That's my fourth point above, viz:
The US stepping in as the world's leading manufacturer in the post-war era, having its industrial plant intact, raw materials available, and demobilisation providing for a vast increase in the labour force itself without wage reductions.The irony is that the countries which did substantially see their industry wrecked and received Marshall Plan or equivalent funds afterward turned into the most competitive post-war economies, most notably Germany and Japan.
The US managed to build out new infrastructure, where it couldn't convert its war plant directly (which in automobiles, lorries, locomotives, ships, and aircraft it largely did).
We saw spectacular greenfields development most especially in high-speed rail, first in Japan, then France and Germany, all of which saw both infrastructure and real estate valuations (the key obstruction to railroad rights-of-way) collapse after the War. (China's HSR build-out follows a similar dynamic, though with different reasons, as that country industrialised for the first time.)
(Edit: The US hasn't established HSR, largely I feel because its previously-transport-enabled real-estate became too valuable. It's not tractably feasible to buy rights of way in the US, alternatives such as subway construction are themselves phenomenally expensive.)
I'm not sure of all the reasons for the UK's relative economic stagnation, though I suspect it was a mix of WWI and WWII debt, not having its industry blown to splinters, being out-competed by the US, and losing its cheap inputs as the Empire collapsed and colonies were spun out as independent states.
(Edit: The UK didn't see an economic turn-around until the 1980s, largely as North Sea oil came online, a boom it managed to extend with financialisation of the City of London, though that was largely restricted to the London metro region itself at a cost to the rest of the country which is immensely backwards.)
It's interesting to note that the US's post-war boom began slowing in the 1970s (for reasons which are widely, and I strongly suspect mostly wrongly speculated upon, particular the goldbugs' hypothesis), whilst Japan and later South Korea's were just hotting up (the latter imploded with the asset bubble collapse in 1990), and later of course China starting to grow significantly during the 1990s.
But at the end of WWII, the US had huge productive capacity, largely non-obsolete factories, worldwide markets for goods, raw materials, and a largely intact workforce (vanishingly few overall war casualties), a situation few other countries could claim, and none at similar scale.
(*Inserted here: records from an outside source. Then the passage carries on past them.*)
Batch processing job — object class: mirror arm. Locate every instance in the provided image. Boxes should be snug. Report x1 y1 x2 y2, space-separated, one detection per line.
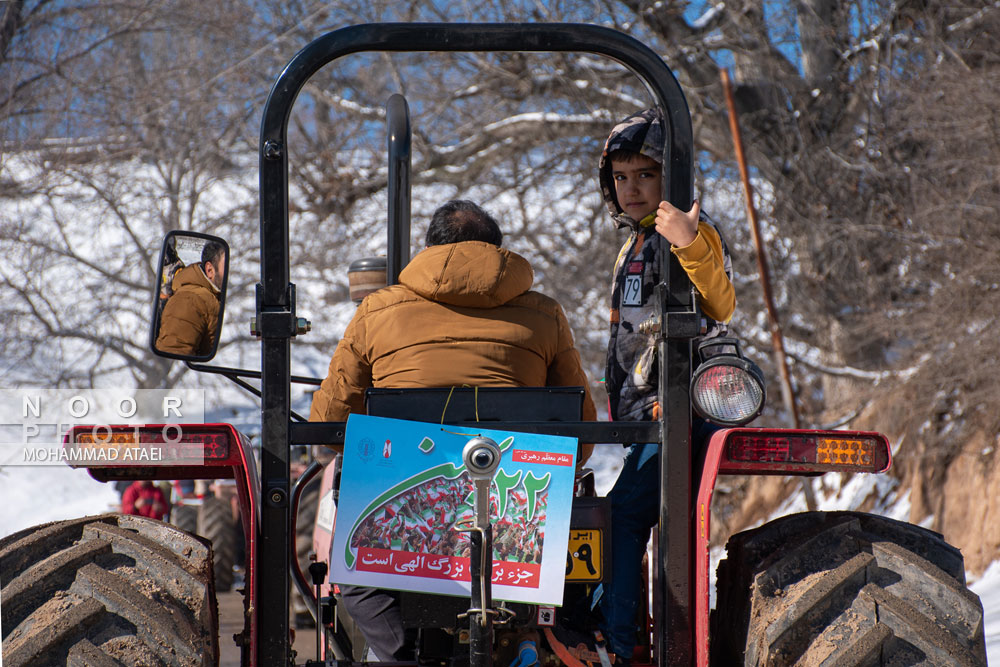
185 361 323 387
185 361 314 422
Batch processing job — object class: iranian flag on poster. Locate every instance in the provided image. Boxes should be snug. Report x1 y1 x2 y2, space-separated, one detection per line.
330 415 577 605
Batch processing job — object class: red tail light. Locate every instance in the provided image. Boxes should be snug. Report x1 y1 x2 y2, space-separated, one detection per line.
720 429 891 474
65 424 234 466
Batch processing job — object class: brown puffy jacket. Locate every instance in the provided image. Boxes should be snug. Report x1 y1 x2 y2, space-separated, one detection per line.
309 241 596 463
156 264 219 357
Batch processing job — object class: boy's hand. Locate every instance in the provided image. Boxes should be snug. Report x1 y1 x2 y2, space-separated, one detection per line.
656 199 701 248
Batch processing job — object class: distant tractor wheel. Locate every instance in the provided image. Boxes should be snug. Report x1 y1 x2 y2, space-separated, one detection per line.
0 514 219 667
711 512 986 666
170 505 198 533
196 496 236 592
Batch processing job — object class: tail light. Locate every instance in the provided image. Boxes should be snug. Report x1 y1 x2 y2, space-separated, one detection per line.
64 424 235 467
719 429 892 474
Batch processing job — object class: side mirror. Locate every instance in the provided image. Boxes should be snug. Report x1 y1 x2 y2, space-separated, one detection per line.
149 231 229 361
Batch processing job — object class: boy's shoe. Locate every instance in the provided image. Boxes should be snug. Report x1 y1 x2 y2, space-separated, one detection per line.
545 625 629 667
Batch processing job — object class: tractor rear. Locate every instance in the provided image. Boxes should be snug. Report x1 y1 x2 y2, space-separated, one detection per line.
0 24 986 667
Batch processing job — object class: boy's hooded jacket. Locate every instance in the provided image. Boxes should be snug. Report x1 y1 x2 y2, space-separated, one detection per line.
156 264 219 357
309 241 596 459
598 109 736 421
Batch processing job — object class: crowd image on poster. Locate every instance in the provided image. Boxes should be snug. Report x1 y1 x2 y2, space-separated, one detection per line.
331 415 576 604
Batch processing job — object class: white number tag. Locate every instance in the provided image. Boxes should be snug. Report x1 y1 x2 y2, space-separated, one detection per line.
622 273 642 306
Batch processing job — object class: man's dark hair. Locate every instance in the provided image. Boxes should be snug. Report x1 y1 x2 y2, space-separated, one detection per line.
426 199 503 247
201 241 226 268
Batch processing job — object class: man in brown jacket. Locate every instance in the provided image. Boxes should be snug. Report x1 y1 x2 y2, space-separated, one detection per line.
309 201 596 661
156 241 226 357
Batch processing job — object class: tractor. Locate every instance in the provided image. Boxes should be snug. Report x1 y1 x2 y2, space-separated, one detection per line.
0 24 986 667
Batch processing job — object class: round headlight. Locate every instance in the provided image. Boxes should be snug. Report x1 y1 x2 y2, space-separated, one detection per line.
691 354 765 426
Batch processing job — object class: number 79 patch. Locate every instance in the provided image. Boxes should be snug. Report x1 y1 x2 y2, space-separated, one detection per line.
622 262 643 306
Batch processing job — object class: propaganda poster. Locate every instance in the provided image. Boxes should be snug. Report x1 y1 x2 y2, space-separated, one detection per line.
330 415 577 605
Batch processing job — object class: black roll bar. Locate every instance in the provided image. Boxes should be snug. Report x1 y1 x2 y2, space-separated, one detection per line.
251 23 694 665
385 94 410 285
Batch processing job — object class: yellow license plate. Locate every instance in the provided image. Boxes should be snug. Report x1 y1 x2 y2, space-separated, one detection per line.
566 528 602 581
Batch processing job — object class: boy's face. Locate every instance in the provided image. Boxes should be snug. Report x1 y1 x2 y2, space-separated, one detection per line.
611 155 663 220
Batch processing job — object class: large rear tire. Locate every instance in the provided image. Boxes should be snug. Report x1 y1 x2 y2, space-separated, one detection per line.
711 512 986 666
197 496 237 592
0 514 219 667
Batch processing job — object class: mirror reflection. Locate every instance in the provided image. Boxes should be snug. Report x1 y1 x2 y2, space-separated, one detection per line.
150 232 229 361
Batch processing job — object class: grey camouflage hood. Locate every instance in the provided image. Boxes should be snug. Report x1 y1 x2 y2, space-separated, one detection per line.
598 108 664 229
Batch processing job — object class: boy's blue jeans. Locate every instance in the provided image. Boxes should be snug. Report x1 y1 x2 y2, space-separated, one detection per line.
594 417 718 658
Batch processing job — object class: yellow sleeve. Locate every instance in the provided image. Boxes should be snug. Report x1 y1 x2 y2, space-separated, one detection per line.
670 221 736 323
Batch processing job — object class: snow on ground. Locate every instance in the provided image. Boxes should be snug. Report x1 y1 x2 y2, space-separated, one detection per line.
0 462 1000 665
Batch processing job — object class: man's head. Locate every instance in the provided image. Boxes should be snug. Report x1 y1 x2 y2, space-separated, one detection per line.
426 199 503 247
598 108 665 226
201 241 226 289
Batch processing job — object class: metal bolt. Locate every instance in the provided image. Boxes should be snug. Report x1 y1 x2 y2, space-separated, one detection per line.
264 139 281 160
639 315 661 335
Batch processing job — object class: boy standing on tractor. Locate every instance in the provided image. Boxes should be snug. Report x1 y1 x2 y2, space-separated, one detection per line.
567 109 736 665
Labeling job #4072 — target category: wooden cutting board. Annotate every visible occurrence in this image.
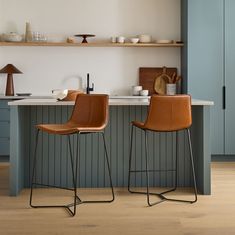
[139,67,177,95]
This provided about two-to-three decades runtime before factors caught up with it.
And in light of the 1929 crash, helped both prolong the expansion out of that crisis and see that the rewards were widely distributed among socioeconomic classes rather than concentrated amongst the very wealthy. That formula's not been tried since.
(Edits: Note two late adds above, they clarify/expand my argument slightly, pre-empt some possible counterarguments, and shouldn't change the meaning significantly.)